As the clock ticks down to the next General Election, Steven Hugill looks at the principal parties vying for voter attention at a time when the North East’s future has arguably never been more on the line.
Shhhh. Listen. Can you hear that sound? That’s right. After hiding under a Tory tarpaulin for getting on five years, the General Election Machine is back, all fired up to spin the Westminster wheel once again.
Well, sort of.
Much like Rishi Sunak’s sputtering commitment to a date for Britain’s headline voting rendezvous, the Machine’s engine is wheezing with the death rattle of a damaged cylinder nearing its inevitable demise.
And it’s hardly surprising is it, given what we have nationally?
A Conservative Party stuck in farcical reverse.
A Labour Party – handed an open highway to victory – still planted in the middle lane in third gear.
A Liberal Democrat Party believing again after by-election successes but lacking the mileage for any truly meaningful nationwide road trip (though it should have enough juice in the tank to drive out some Tory targets in leafy southern constituencies).
Throw in mainstream voter sentiment that has been running on fumes for years, and the dashboard warning lights are twinkling feverishly.
But it’s not just a worrying picture nationally.
The stalling of any clear political direction from Westminster – and the emergence of any party truly seizing the initiative – makes for regional concern too, especially in a year where two thirds of the North East will gain a newly-elected regeneration boss, and the Tees Valley, a relative old hand when it comes to metro powers, will hold its third mayoral vote.
A settled domestic picture is crucial.
Because while a regional mayor holds great potential to help salve many ills, they can’t deliver a complete panacea.
Yes, devolution promises freedom and cash (in the case of the new North East Mayoral Combined Authority, £4.2 billion is said to be ringfenced for skills, transport, housing and commercial improvements from Northumberland to County Durham) to better influence and steer an area’s direction of travel.
But that area still needs Government back- up, especially in times of pared local authority budgets, distressing child poverty rates and household and domestic finances still in need of nurturing back to health following that mini- budget.

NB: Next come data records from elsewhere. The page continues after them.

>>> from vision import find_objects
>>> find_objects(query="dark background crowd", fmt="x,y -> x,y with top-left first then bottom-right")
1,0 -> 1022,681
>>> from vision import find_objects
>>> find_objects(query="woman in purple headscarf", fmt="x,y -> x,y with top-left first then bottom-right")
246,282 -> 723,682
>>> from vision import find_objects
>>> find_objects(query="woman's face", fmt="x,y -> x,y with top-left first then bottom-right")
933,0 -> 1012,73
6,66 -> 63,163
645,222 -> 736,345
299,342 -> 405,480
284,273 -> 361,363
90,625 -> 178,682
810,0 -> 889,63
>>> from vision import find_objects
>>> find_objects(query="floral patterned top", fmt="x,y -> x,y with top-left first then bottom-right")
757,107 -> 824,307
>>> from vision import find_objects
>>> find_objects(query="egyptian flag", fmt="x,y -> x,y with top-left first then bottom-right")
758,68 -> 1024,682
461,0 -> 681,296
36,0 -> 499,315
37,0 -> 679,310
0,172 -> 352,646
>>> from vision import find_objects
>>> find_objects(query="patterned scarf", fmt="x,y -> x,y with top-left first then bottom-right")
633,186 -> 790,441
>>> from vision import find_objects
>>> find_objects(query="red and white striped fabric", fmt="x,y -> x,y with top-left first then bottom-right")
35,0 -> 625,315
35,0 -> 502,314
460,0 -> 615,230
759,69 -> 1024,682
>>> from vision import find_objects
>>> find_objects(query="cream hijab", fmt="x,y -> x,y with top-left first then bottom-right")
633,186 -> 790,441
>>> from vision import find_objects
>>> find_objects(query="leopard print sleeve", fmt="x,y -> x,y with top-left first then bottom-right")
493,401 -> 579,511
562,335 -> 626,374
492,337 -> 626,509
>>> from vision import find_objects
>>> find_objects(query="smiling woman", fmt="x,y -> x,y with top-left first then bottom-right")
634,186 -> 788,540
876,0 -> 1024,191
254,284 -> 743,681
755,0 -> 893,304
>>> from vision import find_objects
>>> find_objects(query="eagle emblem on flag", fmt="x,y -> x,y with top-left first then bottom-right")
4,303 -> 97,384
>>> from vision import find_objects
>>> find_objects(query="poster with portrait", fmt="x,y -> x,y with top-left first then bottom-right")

Sir Keir Starmer, during a whistle-stop North East tour late last year, promised Labour would hold its end of the bargain if it were to take office, telling this publication it would roll out national policies capable of catalysing fresh economic growth and social mobility, all while creating “the conditions for decisions about the North East (to be made) by people with skin in the game.”
Just a few weeks later, though, he was ditching his flagship £28 billion green blueprint.
So forgive the cynic in me that continues to prod away at his pledge… As for the Conservatives, well, at the time of writing, the country was officially in another recession, Business Secretary Kemi Badenoch was having a public spat with an ex-Post Office chair, Rishi Sunak was being investigated by Ofcom for an alleged impartiality breach for stepping into GB News’ echo chamber and Lee Anderson was an independent MP, having been suspended by the Tories amid accusations of Islamophobia.
So forgive the cynic in me for wondering if anyone left around the Government table has an idea of what they’re doing…
It’s not just the north of the region where the national scene will impact the North East’s political landscape, though.
For so long propped by a Conservative Party voraciously seeking good news to keep alive its ‘levelling up’ agenda, what of Tees Valley mayor Ben Houchen?
Dealing with local authorities and their rainbow of political hues is one thing when you’ve got a direct hotline to Number Ten. But it’d be different again if your main political rival picked up the phone. And that would be just the start. The situation would be further complicated by new names and faces – so long on the other side of the garden fence looking in – wanting to know more about continued press allegations around the transformation of ex-Redcar steelworks land into the mayor’s Teesworks clean energy scheme.
It would be further complicated by reprisal of a recently-released independent report that demands greater transparency and governance of said development.
And it would be further complicated by perspectives on a decision to pick a losing court fight with Teesport operator PD Ports over historic rights of way.
Teesworks, of course, is too far down the track for any change of Government to dramatically alter its momentum.
Steelwork is rising into the sky to create a wind turbine monopile factory, and other developments, including carbon capture and storage and waste-to-energy schemes, are also well advanced.
But it nevertheless serves to highlight an important message.
This country – and thereby this region – desperately needs clarity.
Devolution will only truly work if the powers shifted to the shires are backed by a coherent plan from Westminster’s leading party, which prioritises planning over playground pettiness and strategy over social media squabbles.
One that isn’t going to be sidetracked by horrendous crisis management; that isn’t going to be scuttled by disastrous financial blueprints; that isn’t blindsided by party in-fighting; that isn’t lost amid an inhumane obsession to kick desperate families and individuals to an arbitrary African country.
Because if it isn’t, then the country won’t reach its full potential.
And neither, by extension, will the North East.